Dynasty Warriors : Gundam 3

Robot comme tout


Robot comme tout

10


Les détracteurs du Dynasty Warriors de Koei le trouvent trop simple : « Il n'y a pas de véritable challenge », avancent-ils, après avoir paramétré le niveau de difficulté sur « facile » et abandonné au bout d'une heure. « Il suffit d'appuyer comme un malade sur les boutons pour déclencher une apocalypse d'explosions », expliquent-ils, ignorant l'habileté requise pour ce concert d'explosions.

C'est vrai que les développeurs se sont écartés des tendances à la mode, laissant s'estomper leur série hack-and-slash au profit de visions créatrices plus neuves et plus audacieuses, mais seul un critique d'une ignorance crasse pourrait prétendre que rien ne change d'un titre à l'autre.

Dynasty Warriors : Gundam 3 se présente donc comme la plus aboutie des suites de cette série. En fait, c'est un des jeux Dynasty Warriors les plus rythmés et les plus excitants de sa génération, et il surclasse à pratiquement tous les égards les titres récents de la série principale. Ne vous méprenez pas : c'est un jeu qui a des défauts, mais si on l'aborde avec le bon état d'esprit et des attentes raisonnables, il offre un souffle et une profondeur considérables.

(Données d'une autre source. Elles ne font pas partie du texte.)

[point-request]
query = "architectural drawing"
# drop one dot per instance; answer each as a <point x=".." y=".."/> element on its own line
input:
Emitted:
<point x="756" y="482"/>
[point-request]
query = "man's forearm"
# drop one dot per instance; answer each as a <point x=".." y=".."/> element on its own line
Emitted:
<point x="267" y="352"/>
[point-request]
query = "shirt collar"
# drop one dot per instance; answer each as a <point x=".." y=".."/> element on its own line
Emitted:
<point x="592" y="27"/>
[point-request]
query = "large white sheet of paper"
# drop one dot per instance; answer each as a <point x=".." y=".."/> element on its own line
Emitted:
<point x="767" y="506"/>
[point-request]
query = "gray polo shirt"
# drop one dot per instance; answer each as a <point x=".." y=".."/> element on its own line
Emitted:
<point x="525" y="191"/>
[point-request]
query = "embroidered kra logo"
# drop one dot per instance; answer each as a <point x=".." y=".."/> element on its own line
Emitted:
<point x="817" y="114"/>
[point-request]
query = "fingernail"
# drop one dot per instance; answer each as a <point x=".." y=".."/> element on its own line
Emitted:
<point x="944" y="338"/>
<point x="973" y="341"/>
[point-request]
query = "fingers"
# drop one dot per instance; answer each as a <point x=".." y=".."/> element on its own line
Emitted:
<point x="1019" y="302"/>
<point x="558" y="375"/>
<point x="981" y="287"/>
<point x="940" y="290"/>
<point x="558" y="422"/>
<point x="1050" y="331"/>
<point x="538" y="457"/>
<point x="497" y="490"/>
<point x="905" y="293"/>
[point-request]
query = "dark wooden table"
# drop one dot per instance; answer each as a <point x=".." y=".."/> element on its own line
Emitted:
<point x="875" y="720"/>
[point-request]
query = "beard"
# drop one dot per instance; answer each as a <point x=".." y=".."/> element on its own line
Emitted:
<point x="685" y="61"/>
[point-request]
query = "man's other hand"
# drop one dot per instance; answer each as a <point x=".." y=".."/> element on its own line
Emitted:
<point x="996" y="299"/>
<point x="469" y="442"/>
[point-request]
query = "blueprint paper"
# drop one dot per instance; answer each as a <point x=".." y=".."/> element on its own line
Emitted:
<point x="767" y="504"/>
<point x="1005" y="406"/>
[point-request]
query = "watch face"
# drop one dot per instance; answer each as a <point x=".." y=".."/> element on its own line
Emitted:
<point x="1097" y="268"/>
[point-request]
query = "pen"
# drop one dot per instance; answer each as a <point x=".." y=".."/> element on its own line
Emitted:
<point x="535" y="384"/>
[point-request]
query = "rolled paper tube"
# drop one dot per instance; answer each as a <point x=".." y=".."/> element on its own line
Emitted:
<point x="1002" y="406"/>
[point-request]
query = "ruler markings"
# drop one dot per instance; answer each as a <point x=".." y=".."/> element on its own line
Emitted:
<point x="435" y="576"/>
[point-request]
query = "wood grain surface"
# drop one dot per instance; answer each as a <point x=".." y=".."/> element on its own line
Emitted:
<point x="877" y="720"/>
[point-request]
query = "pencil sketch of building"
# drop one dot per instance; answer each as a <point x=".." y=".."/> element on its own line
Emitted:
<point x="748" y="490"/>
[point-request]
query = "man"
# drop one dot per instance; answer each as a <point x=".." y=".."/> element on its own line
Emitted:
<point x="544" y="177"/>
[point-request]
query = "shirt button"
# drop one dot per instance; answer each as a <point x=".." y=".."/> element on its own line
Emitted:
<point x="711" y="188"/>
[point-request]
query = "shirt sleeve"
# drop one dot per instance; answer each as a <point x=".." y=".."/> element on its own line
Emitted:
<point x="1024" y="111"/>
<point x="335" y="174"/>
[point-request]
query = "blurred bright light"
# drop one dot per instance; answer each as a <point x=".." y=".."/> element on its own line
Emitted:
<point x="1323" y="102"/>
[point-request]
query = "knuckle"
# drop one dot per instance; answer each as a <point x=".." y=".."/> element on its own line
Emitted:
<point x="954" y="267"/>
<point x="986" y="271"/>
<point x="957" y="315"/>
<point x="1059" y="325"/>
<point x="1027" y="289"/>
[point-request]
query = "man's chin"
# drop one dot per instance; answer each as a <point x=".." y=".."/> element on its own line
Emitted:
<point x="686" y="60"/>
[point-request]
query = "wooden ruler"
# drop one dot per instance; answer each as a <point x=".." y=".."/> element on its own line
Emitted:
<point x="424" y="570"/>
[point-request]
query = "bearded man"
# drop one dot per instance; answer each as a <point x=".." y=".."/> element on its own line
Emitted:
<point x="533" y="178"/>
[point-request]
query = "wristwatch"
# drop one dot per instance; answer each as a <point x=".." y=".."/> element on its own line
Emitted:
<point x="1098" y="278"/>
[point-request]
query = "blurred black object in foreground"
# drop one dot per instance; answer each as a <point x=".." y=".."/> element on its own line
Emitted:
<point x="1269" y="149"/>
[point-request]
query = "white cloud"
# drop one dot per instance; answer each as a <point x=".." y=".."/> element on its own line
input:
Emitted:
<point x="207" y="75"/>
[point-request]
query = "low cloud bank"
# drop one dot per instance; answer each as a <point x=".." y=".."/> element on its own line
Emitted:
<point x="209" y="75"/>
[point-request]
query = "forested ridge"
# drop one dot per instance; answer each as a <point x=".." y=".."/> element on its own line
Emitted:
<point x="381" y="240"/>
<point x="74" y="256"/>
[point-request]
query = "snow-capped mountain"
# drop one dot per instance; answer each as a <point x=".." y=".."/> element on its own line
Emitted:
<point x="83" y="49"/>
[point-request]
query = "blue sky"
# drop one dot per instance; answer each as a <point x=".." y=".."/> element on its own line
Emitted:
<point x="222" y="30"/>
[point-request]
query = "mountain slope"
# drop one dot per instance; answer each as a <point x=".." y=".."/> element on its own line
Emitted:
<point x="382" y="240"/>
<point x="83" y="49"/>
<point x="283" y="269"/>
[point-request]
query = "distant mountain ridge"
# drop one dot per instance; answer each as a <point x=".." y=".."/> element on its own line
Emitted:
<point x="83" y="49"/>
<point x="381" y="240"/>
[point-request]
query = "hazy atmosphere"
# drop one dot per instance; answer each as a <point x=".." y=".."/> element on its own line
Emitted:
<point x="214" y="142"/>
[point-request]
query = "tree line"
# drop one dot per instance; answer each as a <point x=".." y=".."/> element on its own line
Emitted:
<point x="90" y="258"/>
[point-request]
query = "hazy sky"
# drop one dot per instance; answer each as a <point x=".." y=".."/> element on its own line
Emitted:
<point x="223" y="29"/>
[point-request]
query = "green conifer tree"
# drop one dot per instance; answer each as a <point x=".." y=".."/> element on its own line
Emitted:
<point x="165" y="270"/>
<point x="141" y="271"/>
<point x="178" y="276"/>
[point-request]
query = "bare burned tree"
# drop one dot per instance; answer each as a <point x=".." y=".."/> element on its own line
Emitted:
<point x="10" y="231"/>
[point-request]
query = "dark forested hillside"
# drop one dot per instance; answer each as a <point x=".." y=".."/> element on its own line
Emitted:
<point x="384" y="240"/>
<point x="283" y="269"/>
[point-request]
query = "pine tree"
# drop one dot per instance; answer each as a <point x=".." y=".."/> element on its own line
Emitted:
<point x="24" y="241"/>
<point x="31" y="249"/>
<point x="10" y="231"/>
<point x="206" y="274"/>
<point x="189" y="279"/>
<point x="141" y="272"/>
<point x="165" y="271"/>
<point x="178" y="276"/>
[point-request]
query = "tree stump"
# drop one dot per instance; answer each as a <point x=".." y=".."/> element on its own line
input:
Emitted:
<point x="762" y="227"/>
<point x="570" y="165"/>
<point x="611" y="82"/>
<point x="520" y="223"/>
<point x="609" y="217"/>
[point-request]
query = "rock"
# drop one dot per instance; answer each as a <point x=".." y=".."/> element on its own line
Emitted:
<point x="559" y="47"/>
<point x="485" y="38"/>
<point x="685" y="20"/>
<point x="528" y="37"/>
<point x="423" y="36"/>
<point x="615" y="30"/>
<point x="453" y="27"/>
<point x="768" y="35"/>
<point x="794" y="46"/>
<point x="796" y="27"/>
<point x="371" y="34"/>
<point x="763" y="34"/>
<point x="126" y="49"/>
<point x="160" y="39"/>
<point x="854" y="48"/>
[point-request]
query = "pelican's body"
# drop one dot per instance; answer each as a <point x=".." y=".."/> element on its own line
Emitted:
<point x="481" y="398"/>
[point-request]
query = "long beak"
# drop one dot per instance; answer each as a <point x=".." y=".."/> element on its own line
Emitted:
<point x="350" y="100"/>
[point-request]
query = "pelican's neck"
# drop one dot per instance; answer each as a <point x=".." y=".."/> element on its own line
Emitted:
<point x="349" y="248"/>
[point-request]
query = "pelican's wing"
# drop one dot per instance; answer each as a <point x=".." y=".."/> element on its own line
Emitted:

Pour les fans de Gundam, c'est un package bien réalisé, proposant un énorme nombre de batailles tirées du voyage dans la mythologie de cette série de dessins animés de longue haleine. Bien qu'il y ait une histoire principale en fil rouge, la brièveté des niveaux ( beaucoup peuvent se terminer en seulement trois ou quatre minutes) signifie que vous vous plongerez dans des combats historiques à travers diverses époques. La structure libre de Dynasty Warriors : Gundam 3 fait tourner plusieurs campagnes en même temps, ce qui vous permet d'alterner entre celles dans lesquelles vous devez pactiser avec un autre personnage et celles se déroulant dans un passé reculé, qui révèlent les histoires d'arrière-plan des personnages principaux.

 Les armures mécanisées, qu'on dirait dessinés à la main, possèdent une consistance et une grâce que les titres Dynasty Warriors se déroulant à l'époque de la « Romance des trois royaumes » ont toujours peiné à atteindre."

Cela dit, seuls les fans les plus passionnés de Gundam pourront s'y retrouver parmi l'énorme casting de personnages (52 sont jouables et beaucoup plus interviennent au niveau des dialogues) et des liens sociaux qui les unissent. Le fait que seuls quelques-uns de ces personnages soient développés au-delà du niveau plus basique n'y aide en rien.

Au contraire, l'air se remplit en cours de jeu de cris de bataille ridicules ( on peut choisir le Japonais ou l'anglais pour les dialogues) vous exhortant à Dieu sait quoi. On ne sait jamais très bien qui l'on combat ou pourquoi et, à moins d'avoir une profonde affection pour Gundam, il est peu probable que le jeu fasse de vous un fan de cet univers si ce n'est au niveau esthétique.

Cela pourrait très bien être le cas, parce que Dynasty Warriors : Gundam 3 est un joli jeu. Les armures mécanisées qu'on dirait dessinés à la main possèdent une consistance et une grâce que les titres Dynasty Warriors se déroulant à l'époque de la « Romance des trois royaumes » ont toujours peiné à atteindre. Il y a dans le jeu un large éventail d'armures mécanisées à ramasser et à diriger, et on ne se lasse jamais de taillader dans une mer de robots avec une épée géante au rayonnement violet. Les environnements dans lesquels on combat se répètent sans doute trop souvent, mais ils sont suffisamment bourrés d'action et d'intérêt pour supporter la répétition.